Lately I've been reading Alfred, Lord Tennyson's Idylls of the King on the train. Generally I think this book, published in volumes over decades in the 1800s, is a better way to read the main narrative of the Arthurian legends than the more often cited Le Morte d'Arthur. Tennyson is just a better poet than Malory--he's also not as repetitive.
To-day I read Merlin and Vivien, the story of the Lady of the Lake (one of several, according to Malory) who seduced and trapped Merlin. In Excalibur, the John Boorman movie, this job is given to Morgana/Morgan le Fay, a nice bit of story-telling economy.

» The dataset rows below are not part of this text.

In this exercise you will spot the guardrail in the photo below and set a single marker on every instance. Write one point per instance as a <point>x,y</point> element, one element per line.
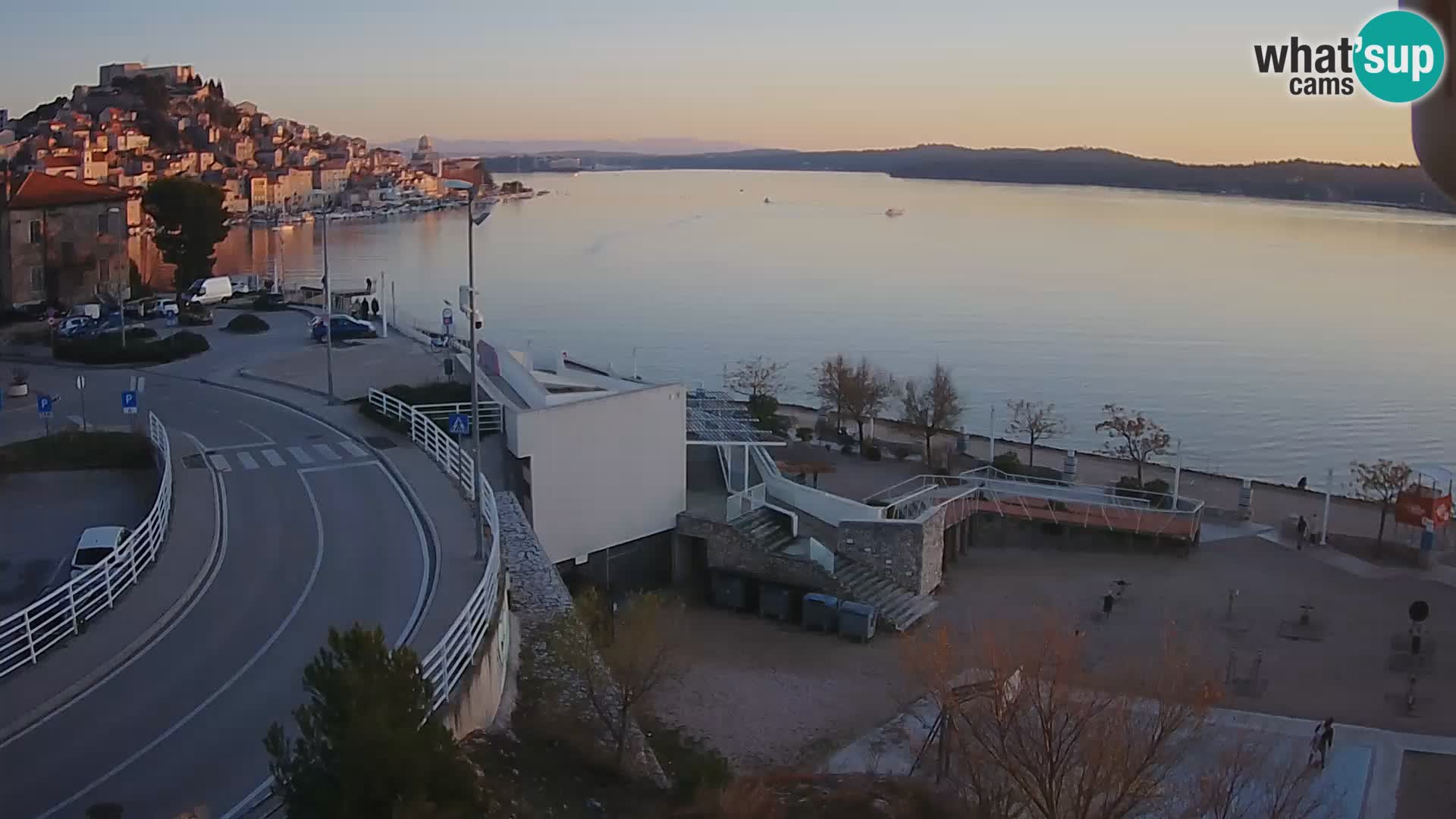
<point>60,614</point>
<point>449,661</point>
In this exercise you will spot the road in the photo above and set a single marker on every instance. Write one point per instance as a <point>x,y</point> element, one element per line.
<point>312,531</point>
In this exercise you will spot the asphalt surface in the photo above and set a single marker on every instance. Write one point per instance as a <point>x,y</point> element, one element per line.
<point>313,534</point>
<point>46,513</point>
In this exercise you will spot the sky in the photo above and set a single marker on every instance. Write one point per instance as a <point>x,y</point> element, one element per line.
<point>1168,79</point>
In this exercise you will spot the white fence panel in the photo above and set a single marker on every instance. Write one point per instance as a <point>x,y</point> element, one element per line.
<point>58,614</point>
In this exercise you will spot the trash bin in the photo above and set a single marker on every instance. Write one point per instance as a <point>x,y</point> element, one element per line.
<point>777,602</point>
<point>730,591</point>
<point>856,621</point>
<point>821,613</point>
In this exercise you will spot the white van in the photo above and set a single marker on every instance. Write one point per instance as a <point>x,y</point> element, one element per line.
<point>210,290</point>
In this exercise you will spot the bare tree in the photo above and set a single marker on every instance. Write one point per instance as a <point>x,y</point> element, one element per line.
<point>1131,436</point>
<point>832,379</point>
<point>1254,777</point>
<point>934,407</point>
<point>1038,735</point>
<point>1034,422</point>
<point>870,390</point>
<point>1381,482</point>
<point>619,662</point>
<point>756,378</point>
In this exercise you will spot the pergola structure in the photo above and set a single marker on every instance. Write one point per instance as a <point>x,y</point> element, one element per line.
<point>715,419</point>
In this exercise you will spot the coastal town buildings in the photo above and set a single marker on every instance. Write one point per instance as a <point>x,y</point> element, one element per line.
<point>146,123</point>
<point>63,240</point>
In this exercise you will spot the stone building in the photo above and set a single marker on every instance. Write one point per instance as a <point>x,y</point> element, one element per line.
<point>61,240</point>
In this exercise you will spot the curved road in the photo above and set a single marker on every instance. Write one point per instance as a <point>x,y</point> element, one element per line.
<point>312,532</point>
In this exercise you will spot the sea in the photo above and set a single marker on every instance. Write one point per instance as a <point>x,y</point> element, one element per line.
<point>1273,340</point>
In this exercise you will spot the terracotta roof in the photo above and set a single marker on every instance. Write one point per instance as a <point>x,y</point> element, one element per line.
<point>41,190</point>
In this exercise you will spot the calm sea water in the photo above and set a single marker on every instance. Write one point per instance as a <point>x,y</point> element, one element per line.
<point>1276,340</point>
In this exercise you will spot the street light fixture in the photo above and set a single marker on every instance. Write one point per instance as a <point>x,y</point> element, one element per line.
<point>472,221</point>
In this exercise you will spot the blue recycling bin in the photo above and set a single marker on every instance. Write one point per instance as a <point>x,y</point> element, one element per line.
<point>856,621</point>
<point>821,613</point>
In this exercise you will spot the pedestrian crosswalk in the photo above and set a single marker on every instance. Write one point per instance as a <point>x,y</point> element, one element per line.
<point>264,458</point>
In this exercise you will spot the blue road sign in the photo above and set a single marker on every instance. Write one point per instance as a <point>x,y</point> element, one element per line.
<point>459,425</point>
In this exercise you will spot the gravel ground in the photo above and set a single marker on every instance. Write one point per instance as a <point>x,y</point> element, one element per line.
<point>770,695</point>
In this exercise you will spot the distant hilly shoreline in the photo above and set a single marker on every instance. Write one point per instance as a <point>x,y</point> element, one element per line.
<point>1291,180</point>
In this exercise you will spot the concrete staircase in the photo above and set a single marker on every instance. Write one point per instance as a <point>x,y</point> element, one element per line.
<point>896,605</point>
<point>766,529</point>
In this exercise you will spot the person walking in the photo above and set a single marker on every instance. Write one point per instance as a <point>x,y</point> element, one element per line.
<point>1320,744</point>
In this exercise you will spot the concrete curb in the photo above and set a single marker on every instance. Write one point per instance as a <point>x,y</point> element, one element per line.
<point>133,649</point>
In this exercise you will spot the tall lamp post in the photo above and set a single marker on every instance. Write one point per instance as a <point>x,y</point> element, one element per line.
<point>472,221</point>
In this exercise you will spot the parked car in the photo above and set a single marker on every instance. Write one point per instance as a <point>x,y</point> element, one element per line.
<point>95,545</point>
<point>194,314</point>
<point>343,328</point>
<point>270,302</point>
<point>76,327</point>
<point>215,290</point>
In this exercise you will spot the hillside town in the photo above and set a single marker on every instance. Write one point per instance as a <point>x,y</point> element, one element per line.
<point>73,171</point>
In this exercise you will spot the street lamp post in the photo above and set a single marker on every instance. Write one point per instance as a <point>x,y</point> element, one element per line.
<point>475,379</point>
<point>328,312</point>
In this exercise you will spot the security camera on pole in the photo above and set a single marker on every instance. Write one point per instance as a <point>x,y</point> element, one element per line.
<point>473,218</point>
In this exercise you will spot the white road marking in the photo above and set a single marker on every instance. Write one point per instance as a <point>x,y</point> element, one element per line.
<point>218,556</point>
<point>287,621</point>
<point>425,585</point>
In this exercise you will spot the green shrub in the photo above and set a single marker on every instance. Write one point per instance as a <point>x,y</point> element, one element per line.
<point>1008,463</point>
<point>77,450</point>
<point>246,322</point>
<point>109,350</point>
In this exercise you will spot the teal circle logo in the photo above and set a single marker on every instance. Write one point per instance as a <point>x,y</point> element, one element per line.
<point>1400,55</point>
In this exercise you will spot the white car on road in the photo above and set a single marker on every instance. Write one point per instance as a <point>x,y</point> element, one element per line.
<point>95,545</point>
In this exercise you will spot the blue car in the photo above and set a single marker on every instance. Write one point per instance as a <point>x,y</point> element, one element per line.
<point>344,328</point>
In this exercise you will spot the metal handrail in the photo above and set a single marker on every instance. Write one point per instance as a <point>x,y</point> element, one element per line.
<point>450,657</point>
<point>49,621</point>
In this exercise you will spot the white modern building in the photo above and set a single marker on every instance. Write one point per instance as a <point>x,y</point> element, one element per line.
<point>599,460</point>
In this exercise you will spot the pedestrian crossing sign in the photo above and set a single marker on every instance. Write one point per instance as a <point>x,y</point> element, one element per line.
<point>459,425</point>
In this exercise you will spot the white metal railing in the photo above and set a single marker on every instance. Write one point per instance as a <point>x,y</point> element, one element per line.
<point>49,621</point>
<point>490,413</point>
<point>452,656</point>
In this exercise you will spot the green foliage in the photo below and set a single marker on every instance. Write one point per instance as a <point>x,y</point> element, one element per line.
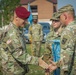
<point>7,7</point>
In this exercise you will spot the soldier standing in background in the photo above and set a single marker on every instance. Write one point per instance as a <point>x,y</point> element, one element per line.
<point>13,55</point>
<point>67,62</point>
<point>35,31</point>
<point>54,34</point>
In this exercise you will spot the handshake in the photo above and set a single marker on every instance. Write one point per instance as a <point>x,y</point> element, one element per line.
<point>48,67</point>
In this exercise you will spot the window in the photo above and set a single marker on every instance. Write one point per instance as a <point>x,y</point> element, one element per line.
<point>34,8</point>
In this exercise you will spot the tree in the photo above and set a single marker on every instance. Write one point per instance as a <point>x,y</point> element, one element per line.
<point>6,8</point>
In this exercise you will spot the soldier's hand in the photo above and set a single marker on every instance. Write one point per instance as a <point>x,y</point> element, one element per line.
<point>43,64</point>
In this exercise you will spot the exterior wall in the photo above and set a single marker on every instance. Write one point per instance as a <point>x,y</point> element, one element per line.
<point>45,9</point>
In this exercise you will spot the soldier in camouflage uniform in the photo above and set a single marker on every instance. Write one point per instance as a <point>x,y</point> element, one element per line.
<point>67,62</point>
<point>54,34</point>
<point>35,30</point>
<point>13,55</point>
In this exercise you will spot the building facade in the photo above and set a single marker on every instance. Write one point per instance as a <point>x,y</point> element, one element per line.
<point>42,9</point>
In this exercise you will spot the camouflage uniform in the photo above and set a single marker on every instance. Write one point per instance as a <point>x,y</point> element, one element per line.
<point>36,33</point>
<point>68,39</point>
<point>68,44</point>
<point>14,56</point>
<point>52,35</point>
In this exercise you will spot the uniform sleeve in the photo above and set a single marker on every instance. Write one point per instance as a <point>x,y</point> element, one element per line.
<point>17,51</point>
<point>67,49</point>
<point>41,33</point>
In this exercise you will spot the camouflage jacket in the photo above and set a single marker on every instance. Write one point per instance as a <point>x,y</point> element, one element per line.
<point>52,36</point>
<point>68,39</point>
<point>14,54</point>
<point>36,32</point>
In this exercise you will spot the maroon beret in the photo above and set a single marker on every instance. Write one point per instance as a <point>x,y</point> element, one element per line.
<point>22,12</point>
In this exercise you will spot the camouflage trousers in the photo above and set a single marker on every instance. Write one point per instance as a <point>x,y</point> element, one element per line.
<point>36,48</point>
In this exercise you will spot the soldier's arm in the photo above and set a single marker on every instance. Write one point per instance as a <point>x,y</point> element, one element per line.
<point>16,49</point>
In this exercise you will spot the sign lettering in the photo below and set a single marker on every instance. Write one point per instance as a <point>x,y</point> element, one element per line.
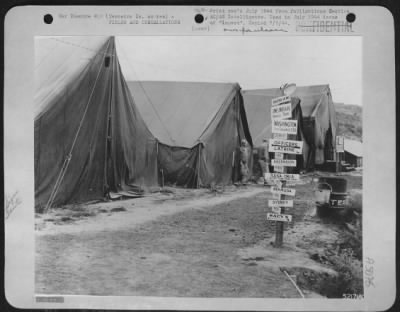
<point>284,126</point>
<point>279,217</point>
<point>284,162</point>
<point>282,176</point>
<point>286,146</point>
<point>276,210</point>
<point>280,203</point>
<point>283,191</point>
<point>281,100</point>
<point>279,136</point>
<point>282,111</point>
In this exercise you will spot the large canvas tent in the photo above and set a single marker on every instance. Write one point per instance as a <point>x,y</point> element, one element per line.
<point>90,140</point>
<point>199,127</point>
<point>318,124</point>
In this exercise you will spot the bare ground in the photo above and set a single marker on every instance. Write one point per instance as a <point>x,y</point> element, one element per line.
<point>192,243</point>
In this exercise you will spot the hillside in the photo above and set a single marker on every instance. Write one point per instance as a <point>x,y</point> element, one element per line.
<point>349,119</point>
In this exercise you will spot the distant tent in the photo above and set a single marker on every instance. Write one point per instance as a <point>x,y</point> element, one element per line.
<point>90,140</point>
<point>318,120</point>
<point>258,110</point>
<point>199,127</point>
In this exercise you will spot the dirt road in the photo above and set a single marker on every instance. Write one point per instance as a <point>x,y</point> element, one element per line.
<point>196,244</point>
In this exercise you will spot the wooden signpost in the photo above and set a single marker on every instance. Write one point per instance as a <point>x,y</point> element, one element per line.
<point>282,127</point>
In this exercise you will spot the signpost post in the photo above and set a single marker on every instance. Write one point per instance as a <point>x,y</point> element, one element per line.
<point>282,127</point>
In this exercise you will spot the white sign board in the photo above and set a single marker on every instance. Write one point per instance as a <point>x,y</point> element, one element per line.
<point>283,191</point>
<point>280,203</point>
<point>279,169</point>
<point>284,162</point>
<point>279,217</point>
<point>279,136</point>
<point>276,210</point>
<point>281,100</point>
<point>286,146</point>
<point>282,176</point>
<point>279,155</point>
<point>276,196</point>
<point>284,126</point>
<point>281,111</point>
<point>340,144</point>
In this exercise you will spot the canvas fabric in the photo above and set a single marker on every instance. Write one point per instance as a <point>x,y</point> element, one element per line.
<point>92,120</point>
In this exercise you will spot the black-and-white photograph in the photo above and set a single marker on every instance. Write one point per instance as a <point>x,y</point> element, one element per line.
<point>179,166</point>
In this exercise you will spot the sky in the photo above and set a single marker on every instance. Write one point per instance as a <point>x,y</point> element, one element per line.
<point>252,61</point>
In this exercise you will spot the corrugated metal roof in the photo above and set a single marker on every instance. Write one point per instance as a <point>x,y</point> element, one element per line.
<point>353,147</point>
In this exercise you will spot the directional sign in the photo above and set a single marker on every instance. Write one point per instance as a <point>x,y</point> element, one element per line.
<point>279,155</point>
<point>340,144</point>
<point>276,196</point>
<point>280,203</point>
<point>283,191</point>
<point>281,100</point>
<point>276,210</point>
<point>279,136</point>
<point>284,126</point>
<point>284,162</point>
<point>282,176</point>
<point>282,111</point>
<point>285,146</point>
<point>279,217</point>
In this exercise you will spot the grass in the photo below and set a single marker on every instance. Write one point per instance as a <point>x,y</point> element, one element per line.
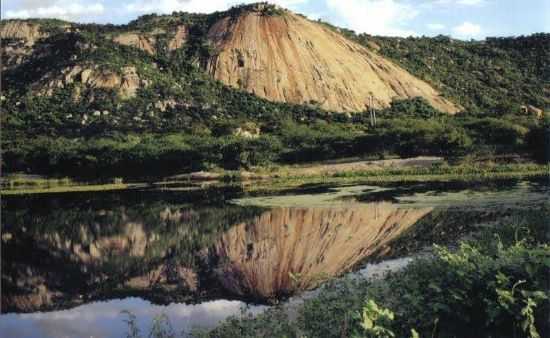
<point>280,178</point>
<point>470,173</point>
<point>493,285</point>
<point>64,189</point>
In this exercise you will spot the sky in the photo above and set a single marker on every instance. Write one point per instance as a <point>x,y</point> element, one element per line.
<point>462,19</point>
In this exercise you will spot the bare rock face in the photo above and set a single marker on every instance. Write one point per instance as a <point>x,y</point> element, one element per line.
<point>179,39</point>
<point>18,39</point>
<point>21,30</point>
<point>145,43</point>
<point>126,83</point>
<point>291,249</point>
<point>288,58</point>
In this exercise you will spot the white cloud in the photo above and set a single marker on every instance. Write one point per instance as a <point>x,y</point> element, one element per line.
<point>62,9</point>
<point>435,26</point>
<point>447,3</point>
<point>379,17</point>
<point>470,2</point>
<point>467,30</point>
<point>196,6</point>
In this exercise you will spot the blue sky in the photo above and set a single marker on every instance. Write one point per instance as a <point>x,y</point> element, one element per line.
<point>464,19</point>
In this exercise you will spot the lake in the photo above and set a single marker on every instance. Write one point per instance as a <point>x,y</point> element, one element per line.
<point>72,263</point>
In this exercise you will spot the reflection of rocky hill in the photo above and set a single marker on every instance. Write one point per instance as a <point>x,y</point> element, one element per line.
<point>290,249</point>
<point>56,257</point>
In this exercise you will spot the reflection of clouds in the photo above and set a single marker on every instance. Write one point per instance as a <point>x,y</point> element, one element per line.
<point>104,319</point>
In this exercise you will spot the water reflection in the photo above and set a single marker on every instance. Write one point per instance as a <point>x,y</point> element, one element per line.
<point>169,252</point>
<point>64,251</point>
<point>285,250</point>
<point>105,320</point>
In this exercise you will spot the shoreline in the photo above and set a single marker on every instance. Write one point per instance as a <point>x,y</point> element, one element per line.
<point>415,170</point>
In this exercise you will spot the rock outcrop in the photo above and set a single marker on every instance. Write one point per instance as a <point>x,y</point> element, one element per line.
<point>291,249</point>
<point>179,39</point>
<point>126,83</point>
<point>21,30</point>
<point>287,58</point>
<point>145,43</point>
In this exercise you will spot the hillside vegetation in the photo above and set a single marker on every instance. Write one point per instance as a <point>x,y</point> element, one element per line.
<point>95,100</point>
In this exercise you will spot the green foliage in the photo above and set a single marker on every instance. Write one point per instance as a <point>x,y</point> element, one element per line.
<point>489,288</point>
<point>494,76</point>
<point>61,134</point>
<point>373,321</point>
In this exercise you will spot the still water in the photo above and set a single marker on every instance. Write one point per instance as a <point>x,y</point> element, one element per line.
<point>71,263</point>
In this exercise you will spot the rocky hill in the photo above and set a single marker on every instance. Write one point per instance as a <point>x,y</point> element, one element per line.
<point>285,57</point>
<point>288,87</point>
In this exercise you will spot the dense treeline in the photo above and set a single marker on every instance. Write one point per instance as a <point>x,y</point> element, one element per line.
<point>183,120</point>
<point>149,154</point>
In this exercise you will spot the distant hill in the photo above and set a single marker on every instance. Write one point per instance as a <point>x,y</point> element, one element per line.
<point>256,79</point>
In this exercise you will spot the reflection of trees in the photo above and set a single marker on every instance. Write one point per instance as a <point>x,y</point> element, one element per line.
<point>289,249</point>
<point>53,254</point>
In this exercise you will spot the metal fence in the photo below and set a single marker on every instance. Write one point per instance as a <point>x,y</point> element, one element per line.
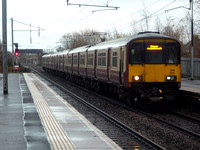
<point>186,67</point>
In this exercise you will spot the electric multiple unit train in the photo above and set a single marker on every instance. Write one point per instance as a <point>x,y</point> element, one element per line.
<point>143,67</point>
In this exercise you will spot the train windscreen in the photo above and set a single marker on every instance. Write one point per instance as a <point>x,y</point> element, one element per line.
<point>154,53</point>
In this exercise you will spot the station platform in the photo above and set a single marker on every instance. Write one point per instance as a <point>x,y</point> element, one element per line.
<point>190,85</point>
<point>33,116</point>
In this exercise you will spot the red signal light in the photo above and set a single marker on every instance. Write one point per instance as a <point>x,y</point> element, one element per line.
<point>16,53</point>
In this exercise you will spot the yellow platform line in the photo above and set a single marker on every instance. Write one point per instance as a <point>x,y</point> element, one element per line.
<point>56,134</point>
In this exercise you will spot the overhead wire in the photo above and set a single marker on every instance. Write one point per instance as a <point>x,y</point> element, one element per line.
<point>151,15</point>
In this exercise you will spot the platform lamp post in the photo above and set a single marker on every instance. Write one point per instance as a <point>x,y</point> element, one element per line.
<point>192,40</point>
<point>4,37</point>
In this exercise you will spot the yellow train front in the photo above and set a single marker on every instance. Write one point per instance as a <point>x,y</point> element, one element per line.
<point>154,70</point>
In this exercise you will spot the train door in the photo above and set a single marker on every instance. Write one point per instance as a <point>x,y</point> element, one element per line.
<point>95,63</point>
<point>121,64</point>
<point>154,63</point>
<point>109,64</point>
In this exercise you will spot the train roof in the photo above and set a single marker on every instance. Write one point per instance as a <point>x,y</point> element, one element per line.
<point>124,41</point>
<point>79,49</point>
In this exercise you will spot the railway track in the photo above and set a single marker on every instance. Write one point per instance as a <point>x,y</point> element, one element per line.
<point>157,118</point>
<point>129,135</point>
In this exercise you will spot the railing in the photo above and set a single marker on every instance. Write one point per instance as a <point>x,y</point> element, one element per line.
<point>186,67</point>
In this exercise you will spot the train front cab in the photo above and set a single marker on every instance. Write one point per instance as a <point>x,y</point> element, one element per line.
<point>154,69</point>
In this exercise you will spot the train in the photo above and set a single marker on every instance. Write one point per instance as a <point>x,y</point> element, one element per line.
<point>141,68</point>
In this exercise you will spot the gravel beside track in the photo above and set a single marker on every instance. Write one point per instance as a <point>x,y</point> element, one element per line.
<point>156,131</point>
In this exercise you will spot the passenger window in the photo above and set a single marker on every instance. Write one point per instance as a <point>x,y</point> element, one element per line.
<point>136,53</point>
<point>114,59</point>
<point>172,53</point>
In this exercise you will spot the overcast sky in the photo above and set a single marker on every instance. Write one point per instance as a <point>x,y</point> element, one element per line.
<point>56,18</point>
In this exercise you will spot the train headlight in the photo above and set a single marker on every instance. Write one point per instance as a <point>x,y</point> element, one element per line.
<point>137,78</point>
<point>171,78</point>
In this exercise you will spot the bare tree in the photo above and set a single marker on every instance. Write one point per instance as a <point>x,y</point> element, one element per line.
<point>77,39</point>
<point>146,16</point>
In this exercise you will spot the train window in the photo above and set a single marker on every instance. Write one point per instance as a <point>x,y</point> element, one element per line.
<point>101,59</point>
<point>114,59</point>
<point>82,59</point>
<point>172,52</point>
<point>69,60</point>
<point>136,53</point>
<point>75,60</point>
<point>90,59</point>
<point>154,57</point>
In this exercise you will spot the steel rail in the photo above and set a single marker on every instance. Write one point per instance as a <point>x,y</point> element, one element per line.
<point>143,139</point>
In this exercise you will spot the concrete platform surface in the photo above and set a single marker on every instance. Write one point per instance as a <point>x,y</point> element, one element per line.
<point>33,116</point>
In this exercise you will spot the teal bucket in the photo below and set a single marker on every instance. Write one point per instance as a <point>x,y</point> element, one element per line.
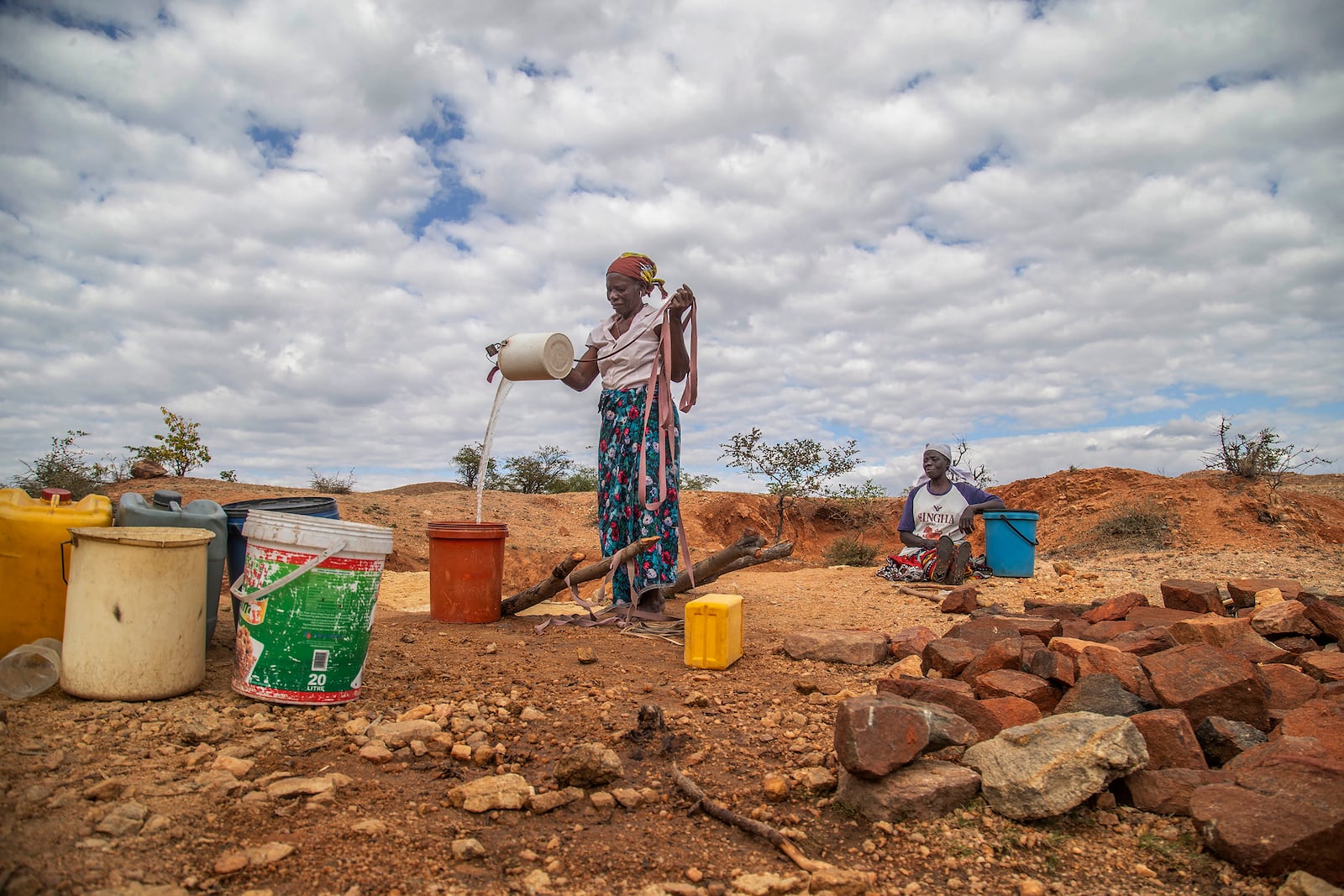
<point>1011,543</point>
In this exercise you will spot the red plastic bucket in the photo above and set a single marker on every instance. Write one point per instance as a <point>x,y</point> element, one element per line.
<point>465,571</point>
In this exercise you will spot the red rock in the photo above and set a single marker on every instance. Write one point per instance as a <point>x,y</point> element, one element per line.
<point>1327,617</point>
<point>1057,611</point>
<point>1007,683</point>
<point>911,641</point>
<point>1116,607</point>
<point>1216,631</point>
<point>1193,595</point>
<point>1000,654</point>
<point>1258,649</point>
<point>1320,719</point>
<point>1283,810</point>
<point>875,735</point>
<point>1073,647</point>
<point>1120,664</point>
<point>1142,642</point>
<point>1104,631</point>
<point>1012,711</point>
<point>1243,590</point>
<point>1288,687</point>
<point>857,647</point>
<point>1285,617</point>
<point>1055,667</point>
<point>953,694</point>
<point>1294,644</point>
<point>949,656</point>
<point>1166,792</point>
<point>1171,739</point>
<point>1323,665</point>
<point>1159,616</point>
<point>961,600</point>
<point>1203,681</point>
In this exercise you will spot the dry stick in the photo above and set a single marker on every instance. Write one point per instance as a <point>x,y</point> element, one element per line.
<point>551,586</point>
<point>920,594</point>
<point>711,567</point>
<point>725,815</point>
<point>543,590</point>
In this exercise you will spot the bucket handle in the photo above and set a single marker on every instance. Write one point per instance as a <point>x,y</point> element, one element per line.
<point>255,597</point>
<point>1016,532</point>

Tennyson's version of the story is quite different to Malory's. Malory describes Merlin as being aware of his doom but being mysteriously unable or unwilling to avoid it.
Also he told King Arthur that he should miss him,—Yet had ye liefer than all your lands to have me again. Ah, said the king, since ye know of your adventure, purvey for it, and put away by your crafts that misadventure. Nay, said Merlin, it will not be; so he departed from the king.
After this, Malory tells us how Merlin took the Lady--called Nimue in this version--on his travels, constantly trying to talk her into losing her virginity with him. In Tennyson's version, Vivien is shamelessly trying to seduce Merlin to get him to teach her a powerful charm.
There lay she all her length and kissed his feet,
As if in deepest reverence and in love.
A twist of gold was round her hair; a robe
Of samite without price, that more exprest
Than hid her, clung about her lissome limbs,
In colour like the satin-shining palm
On sallows in the windy gleams of March
You won't see a description like that in Malory.
It's hinted that Merlin has some dim sense of foreboding but doesn't seem to identify Vivien as the agent of his downfall. He also doesn't seem much convinced by her gratuitous protestations of devotion, especially after she can't resist scornfully repeating every tale of deviance she can remember about Arthur's knights. Merlin's description of her to himself is pretty amazing and I'd say reminiscent of many people on the Internet:
And they, sweet soul, that most impute a crime
Are pronest to it, and impute themselves,
Wanting the mental range; or low desire
Not to feel lowest makes them level all;
Yea, they would pare the mountain to the plain,
To leave an equal baseness; and in this
Are harlots like the crowd, that if they find
Some stain or blemish in a name of note,
Not grieving that their greatest are so small,
Inflate themselves with some insane delight,
And judge all nature from her feet of clay,
Without the will to lift their eyes, and see
Her godlike head crowned with spiritual fire,
And touching other worlds. I am weary of her.